Congrats again on your Alice!
Sounds like she is settling in okay!


----------



## lovesophie (Jan 28, 2008)

It looks like she's fitting right in!

She's a cutie pie, for sure! :wub::wub::wub:


----------



## Silkmalteselover (Apr 1, 2010)

:thumbsup:Shelby Wonderful that your family who didn't really want her as much of you did are "in love" now also.. It just happens when a Maltese comes to it's forever home! ENJOY every minute of her puppyhood. Jeanne


----------



## Terry36 (Jan 21, 2009)

I'm happy that everything's working out well for both of you!  

I agree w/Jeanne, it's amazing how quickly they take over your heart and become a major part of your life.


----------



## Johita (Jul 10, 2009)

Congrats - she's really cute and we can see how much you've fallen in love with her.


----------



## edelweiss (Apr 23, 2010)

:smootch: Precious! Kitzi got a look at Alice and is thinking he want's to meet up w/her---"she is just my size!" It is, indeed, amazing how they own us after a few hours----so happy your family loves her too. Remember H. Clinton said "it takes a village to raise a child." Enjoy!


----------



## Alice Ana (Mar 17, 2010)

haha thanks everyone  i can't stop taking pictures of her !


----------



## krish's mom (Feb 27, 2007)

Congrats!!! She's adorable:wub:


----------



## Lacie's Mom (Oct 11, 2006)

Shelby -- I'm so glad that she's with you and that everything is going so well.

She's adorable. Love all the pictures!!!


----------



## maltlovereileen (Jan 19, 2009)

Alice Ana said:


> haha thanks everyone  i can't stop taking pictures of her !

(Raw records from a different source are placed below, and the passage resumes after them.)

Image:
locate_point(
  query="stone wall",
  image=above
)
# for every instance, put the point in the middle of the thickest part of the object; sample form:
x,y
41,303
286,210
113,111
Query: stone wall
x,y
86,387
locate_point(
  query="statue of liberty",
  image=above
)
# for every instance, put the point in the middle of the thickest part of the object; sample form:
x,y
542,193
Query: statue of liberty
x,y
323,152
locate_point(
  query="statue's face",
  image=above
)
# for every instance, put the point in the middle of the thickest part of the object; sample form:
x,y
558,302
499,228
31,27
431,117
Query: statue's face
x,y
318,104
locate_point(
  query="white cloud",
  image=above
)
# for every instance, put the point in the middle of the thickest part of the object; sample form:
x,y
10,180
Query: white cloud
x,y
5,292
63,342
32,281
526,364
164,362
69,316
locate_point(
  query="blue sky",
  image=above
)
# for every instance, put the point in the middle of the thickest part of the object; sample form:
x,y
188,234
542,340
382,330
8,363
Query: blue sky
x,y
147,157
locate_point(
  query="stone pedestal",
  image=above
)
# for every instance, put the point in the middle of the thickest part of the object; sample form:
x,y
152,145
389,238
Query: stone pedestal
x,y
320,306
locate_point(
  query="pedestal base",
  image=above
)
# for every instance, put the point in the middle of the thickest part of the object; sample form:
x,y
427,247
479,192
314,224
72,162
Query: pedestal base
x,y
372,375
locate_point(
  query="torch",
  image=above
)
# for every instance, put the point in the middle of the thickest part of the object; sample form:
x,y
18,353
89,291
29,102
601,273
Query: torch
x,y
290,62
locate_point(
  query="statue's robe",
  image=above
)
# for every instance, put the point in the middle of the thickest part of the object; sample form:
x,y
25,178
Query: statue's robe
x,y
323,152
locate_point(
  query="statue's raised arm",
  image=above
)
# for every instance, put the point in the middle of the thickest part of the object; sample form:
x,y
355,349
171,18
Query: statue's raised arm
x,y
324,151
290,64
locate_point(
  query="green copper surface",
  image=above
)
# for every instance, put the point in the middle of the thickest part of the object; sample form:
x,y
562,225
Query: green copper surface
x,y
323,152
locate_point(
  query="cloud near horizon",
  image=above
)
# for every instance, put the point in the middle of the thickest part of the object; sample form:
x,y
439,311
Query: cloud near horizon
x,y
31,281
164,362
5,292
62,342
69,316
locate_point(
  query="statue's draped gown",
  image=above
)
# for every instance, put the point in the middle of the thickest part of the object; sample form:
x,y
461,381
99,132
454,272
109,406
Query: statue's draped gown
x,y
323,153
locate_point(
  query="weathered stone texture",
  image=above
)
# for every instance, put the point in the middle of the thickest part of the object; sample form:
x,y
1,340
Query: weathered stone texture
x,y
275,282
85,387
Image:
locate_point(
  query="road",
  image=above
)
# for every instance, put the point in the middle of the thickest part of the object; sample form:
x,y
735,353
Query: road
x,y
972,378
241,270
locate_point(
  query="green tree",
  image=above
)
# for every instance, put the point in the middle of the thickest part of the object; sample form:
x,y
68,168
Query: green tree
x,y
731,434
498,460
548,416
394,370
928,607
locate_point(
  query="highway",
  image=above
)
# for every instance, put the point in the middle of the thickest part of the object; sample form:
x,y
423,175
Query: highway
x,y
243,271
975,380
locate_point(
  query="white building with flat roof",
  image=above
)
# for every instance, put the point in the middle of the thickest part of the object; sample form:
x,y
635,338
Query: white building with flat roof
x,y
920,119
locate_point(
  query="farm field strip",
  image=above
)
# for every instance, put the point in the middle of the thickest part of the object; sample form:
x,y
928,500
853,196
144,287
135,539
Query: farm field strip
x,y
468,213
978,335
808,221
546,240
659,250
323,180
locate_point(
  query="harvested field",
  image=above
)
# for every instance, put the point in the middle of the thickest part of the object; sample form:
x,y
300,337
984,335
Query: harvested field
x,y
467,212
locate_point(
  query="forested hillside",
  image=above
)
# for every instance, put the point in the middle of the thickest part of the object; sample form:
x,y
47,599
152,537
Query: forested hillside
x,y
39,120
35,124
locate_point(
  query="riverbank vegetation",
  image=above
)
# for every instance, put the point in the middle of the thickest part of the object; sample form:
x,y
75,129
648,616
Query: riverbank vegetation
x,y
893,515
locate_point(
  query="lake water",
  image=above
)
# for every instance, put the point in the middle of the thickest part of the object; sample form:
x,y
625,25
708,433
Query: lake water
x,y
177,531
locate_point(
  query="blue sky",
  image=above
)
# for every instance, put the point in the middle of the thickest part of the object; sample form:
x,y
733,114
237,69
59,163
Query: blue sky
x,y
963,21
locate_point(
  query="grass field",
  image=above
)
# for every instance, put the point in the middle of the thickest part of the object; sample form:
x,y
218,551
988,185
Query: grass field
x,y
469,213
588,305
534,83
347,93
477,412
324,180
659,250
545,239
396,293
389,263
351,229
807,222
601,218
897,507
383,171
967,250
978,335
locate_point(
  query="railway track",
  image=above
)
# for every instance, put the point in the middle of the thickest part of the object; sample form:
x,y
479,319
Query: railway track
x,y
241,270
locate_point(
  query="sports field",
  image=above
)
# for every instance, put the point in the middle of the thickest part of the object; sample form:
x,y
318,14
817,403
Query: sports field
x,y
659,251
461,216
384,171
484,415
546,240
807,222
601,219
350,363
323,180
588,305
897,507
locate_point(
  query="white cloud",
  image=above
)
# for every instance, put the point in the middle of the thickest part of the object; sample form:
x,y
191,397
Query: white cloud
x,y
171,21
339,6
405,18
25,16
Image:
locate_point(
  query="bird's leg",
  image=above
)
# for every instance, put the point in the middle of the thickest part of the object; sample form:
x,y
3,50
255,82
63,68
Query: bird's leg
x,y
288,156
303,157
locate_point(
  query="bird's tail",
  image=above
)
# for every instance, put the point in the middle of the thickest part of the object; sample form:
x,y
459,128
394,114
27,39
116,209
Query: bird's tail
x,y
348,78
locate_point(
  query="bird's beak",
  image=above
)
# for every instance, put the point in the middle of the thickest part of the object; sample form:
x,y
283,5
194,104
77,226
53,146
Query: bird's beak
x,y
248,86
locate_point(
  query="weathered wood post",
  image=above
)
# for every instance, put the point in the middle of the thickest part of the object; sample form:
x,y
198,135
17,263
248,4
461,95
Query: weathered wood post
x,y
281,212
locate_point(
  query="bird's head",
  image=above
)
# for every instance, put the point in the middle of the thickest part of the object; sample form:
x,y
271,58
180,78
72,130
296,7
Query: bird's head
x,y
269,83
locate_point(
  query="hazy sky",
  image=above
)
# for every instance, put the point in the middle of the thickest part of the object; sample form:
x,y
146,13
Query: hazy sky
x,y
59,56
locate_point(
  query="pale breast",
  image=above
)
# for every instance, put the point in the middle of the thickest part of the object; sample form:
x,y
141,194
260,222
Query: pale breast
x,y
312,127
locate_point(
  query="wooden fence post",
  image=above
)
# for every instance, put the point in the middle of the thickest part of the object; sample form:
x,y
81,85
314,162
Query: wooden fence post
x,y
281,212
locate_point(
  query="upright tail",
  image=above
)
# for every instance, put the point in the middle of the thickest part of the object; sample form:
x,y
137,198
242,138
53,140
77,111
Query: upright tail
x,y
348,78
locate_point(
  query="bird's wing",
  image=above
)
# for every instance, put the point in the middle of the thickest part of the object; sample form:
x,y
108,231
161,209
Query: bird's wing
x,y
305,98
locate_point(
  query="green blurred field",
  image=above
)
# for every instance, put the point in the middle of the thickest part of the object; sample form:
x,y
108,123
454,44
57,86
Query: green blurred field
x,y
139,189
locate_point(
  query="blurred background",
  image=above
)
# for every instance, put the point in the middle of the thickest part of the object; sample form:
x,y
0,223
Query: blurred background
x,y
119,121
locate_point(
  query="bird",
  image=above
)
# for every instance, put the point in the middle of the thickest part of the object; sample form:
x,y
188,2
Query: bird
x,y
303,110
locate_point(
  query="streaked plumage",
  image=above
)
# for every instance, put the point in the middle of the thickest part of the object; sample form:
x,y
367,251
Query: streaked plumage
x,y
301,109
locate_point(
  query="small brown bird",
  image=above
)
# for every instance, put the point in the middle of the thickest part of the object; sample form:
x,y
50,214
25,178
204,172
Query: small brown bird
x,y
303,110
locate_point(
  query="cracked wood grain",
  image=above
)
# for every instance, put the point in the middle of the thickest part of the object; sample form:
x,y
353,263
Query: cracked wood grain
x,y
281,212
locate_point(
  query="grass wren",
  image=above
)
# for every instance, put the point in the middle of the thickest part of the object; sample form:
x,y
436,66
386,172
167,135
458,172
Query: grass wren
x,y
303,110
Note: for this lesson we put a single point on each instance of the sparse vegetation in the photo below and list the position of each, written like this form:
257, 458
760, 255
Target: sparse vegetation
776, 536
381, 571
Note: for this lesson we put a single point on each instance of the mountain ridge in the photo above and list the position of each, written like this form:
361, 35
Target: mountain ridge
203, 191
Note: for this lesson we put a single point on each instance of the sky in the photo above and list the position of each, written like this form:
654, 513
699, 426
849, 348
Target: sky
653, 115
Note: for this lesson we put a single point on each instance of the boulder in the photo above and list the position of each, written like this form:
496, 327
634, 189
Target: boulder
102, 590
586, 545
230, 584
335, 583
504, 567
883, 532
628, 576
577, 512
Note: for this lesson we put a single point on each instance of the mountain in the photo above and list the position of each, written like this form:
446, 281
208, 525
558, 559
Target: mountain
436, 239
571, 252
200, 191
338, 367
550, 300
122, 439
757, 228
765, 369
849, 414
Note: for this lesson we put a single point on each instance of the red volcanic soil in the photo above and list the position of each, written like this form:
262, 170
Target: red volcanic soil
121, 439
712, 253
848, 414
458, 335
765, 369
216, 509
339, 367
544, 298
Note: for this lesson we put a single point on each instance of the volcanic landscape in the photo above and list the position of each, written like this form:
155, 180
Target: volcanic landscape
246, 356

Well WHERE are they then??? LOL!!!


----------



## CrystalAndZoe (Jul 11, 2006)

Enjoy your sweet baby girl. They grow up fast!


----------



## Alice Ana (Mar 17, 2010)

maltlovereileen said:


> Well WHERE are they then??? LOL!!!



all on my phone!! :blush: they'll be on here before long :thumbsup:


----------



## Miss_Annie (Mar 3, 2010)

Alice Ana said:


> all on my phone!! :blush: they'll be on here before long :thumbsup:


You know how impatient we are when it comes to puppy pictures!! :wub: 

Hurry hurry!


----------



## susie and sadie (Jun 22, 2005)

Awww, you certainly have an adorable little baby! :wub:


----------